Bis zum Jahr 2008 lag die Zahl der Bewerber in Mecklenburg-Vorpommern stets deutlich über der Zahl der angebotenen betrieblichen Ausbildungsplätze, heißt es vonseiten des Wirtschaftsministeriums. Seitdem habe der Rückgang der Schülerzahlen die Situation auf dem Ausbildungsstellenmarkt praktisch umgekehrt. Davon sei jede Branche betroffen – auch das Handwerk.

Die Familienbäckerei in Wildberg hatte schon überlegt, gar keine Lehrlinge mehr einzustellen. Und verwarf die Idee wieder. „Es ist wichtig, die Bäcker-Ausbildung zu unterstützen“, sagt Karla Ohm. Sie äußert das mit einem Selbstverständnis, mit dem sie auch ausdrückt: Handwerk ist mehr, als nur Dienst nach Vorschrift. Es geht auch darum, dass eine neue Generation traditionelle Berufe erlernt und erhält.   

Jeder Fünfte arbeitet beim Handwerker

2012 waren in MV 96 000 Beschäftigte im Handwerk registriert. Fast jeder fünfte sozialversicherungspflichtig Beschäftigte arbeitet in einem der Handwerksbetriebe im Land, meldet die Handwerkskammer Ostmecklenburg-Vorpommern (HWK-OMV). Und sie hat weitere gute Nachrichten: Laut einer Forsa-Umfrage sei das Ansehen des Handwerks in der Öffentlichkeit weiter gestiegen. Zudem sind „die Auftragsbücher in den meisten Branchen gut gefüllt“, wie Claudia Alder sagt, Geschäftsführerin der HWK-OMV. Allein: Es fehlen Menschen, die die Arbeit auf lange Sicht leisten. Handwerksbetrieben in allen Branchen fehlen die Fachkräfte. Und das Problem nimmt zu, so Alder.

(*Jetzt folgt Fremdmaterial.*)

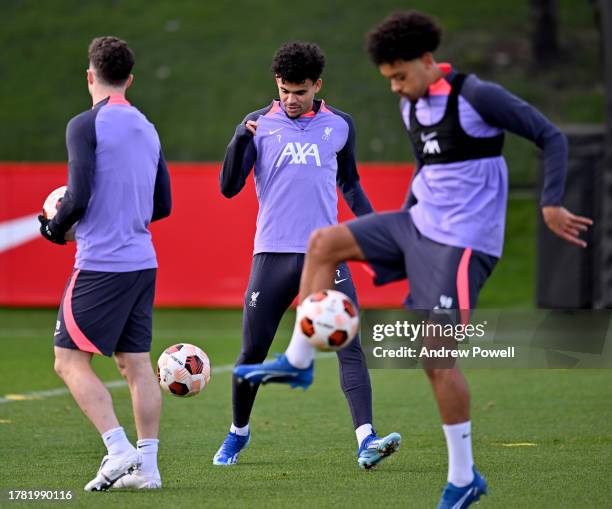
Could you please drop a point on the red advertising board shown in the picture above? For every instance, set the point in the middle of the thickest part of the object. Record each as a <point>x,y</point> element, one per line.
<point>204,248</point>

In den Zahlen des Wirtschaftsministeriums heißt das: 2013 sind in den neuen Bundesländern 4,7 Prozent weniger Ausbildungsverträge im Handwerk abgeschlossen wurden. In MV gab es einen Rückgang von 6,2 Prozent. Die Handwerkskammern versuchen mit groß angelegten Werbekampagnen den Trend umzukehren, unter anderem mit Selbst-Titulierungen wie „Die Wirtschaftsmacht von nebenan.“ Angebote wie der „Girls Day“ und die „Lehrstellensuche via Smartphone“ richten sich gezielt an junge Menschen. Und das durchaus erfolgreich. „Bei Jugendlichen hat das Handwerk in Sachen Wahrnehmung und Wertschätzung einen gehörigen Sprung gemacht“, sagt Anne-Kathrin Klötzer, Pressereferentin der HWK-OMV. So hätten 2012 deutlich mehr 14- bis 18-Jährige das Handwerk wahrgenommen, als noch im Jahr zuvor. 

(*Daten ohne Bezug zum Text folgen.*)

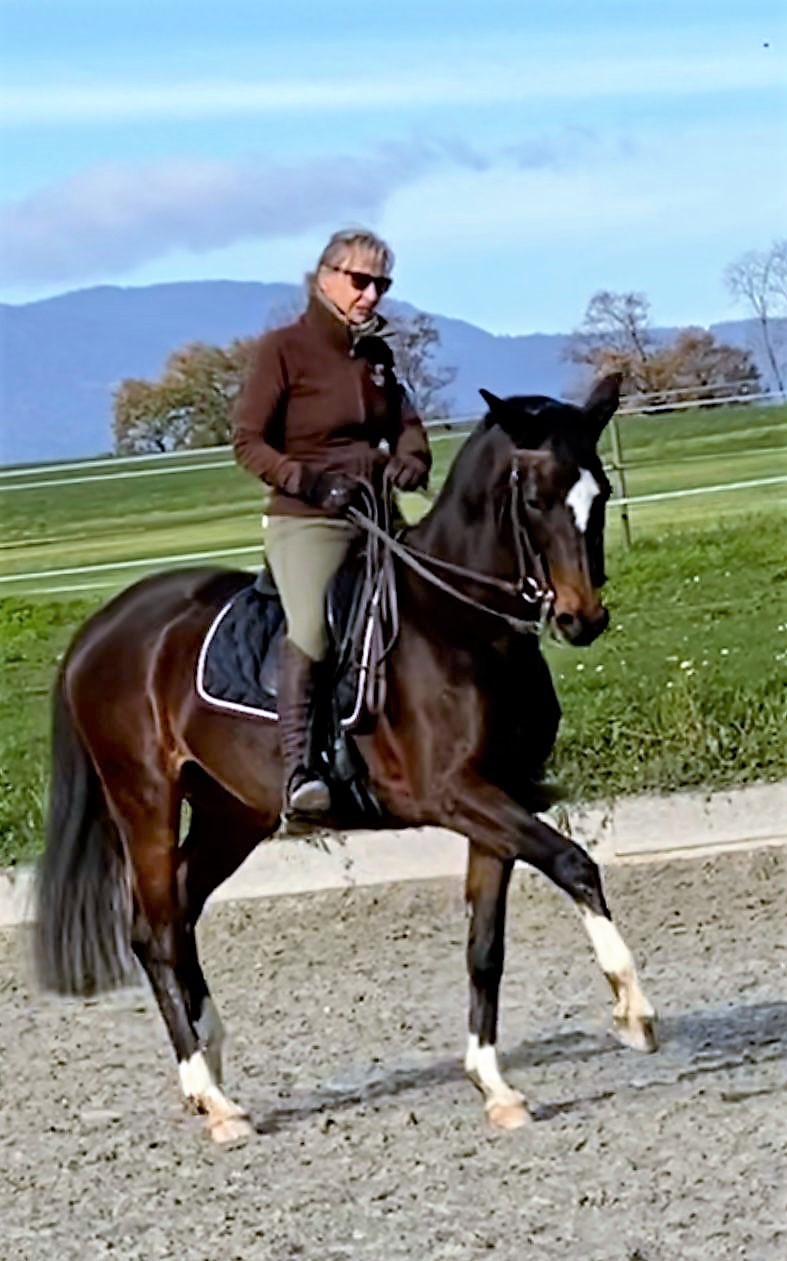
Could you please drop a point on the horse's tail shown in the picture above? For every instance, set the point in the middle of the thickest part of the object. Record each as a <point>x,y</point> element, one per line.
<point>83,887</point>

Die Hoffnung ist, dass sich das in wieder steigenden Bewerberzahlen zeigt. Dafür wird auch der Kreis möglicher Bewerber möglichst weit gespannt. „Wir wollen sowohl Schwächere integrieren, als auch Gymnasiasten und Studienabbrecher“, sagt Klötzer. Bis die Trendwende eintritt, soll noch stärker auf die Erfahrenen und lang Gedienten gesetzt werden.

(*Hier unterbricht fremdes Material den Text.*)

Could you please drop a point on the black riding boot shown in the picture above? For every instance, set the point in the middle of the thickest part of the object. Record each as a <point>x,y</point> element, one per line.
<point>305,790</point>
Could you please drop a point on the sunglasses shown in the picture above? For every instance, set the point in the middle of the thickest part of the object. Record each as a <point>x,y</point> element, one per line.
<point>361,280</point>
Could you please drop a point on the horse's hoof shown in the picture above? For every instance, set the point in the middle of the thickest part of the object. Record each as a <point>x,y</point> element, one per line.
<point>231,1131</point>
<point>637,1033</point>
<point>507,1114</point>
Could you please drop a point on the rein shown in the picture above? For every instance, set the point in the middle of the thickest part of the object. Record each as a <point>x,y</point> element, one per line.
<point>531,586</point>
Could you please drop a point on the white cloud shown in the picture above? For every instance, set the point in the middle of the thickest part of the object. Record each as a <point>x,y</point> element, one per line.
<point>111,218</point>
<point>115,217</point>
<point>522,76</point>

Die Bäckerei Ohm hat bei ihrer Lehrlingssuche eine Taktik angewendet, mit der sie seit geraumer Zeit gut fährt – im wahrsten Sinne: Mehrmals die Woche dreht eine Mitarbeiterin mit dem Verkaufswagen ihre Runde über die Dörfer. Neben Backwaren wurden dabei auch Info-Broschüren über die Theke gereicht.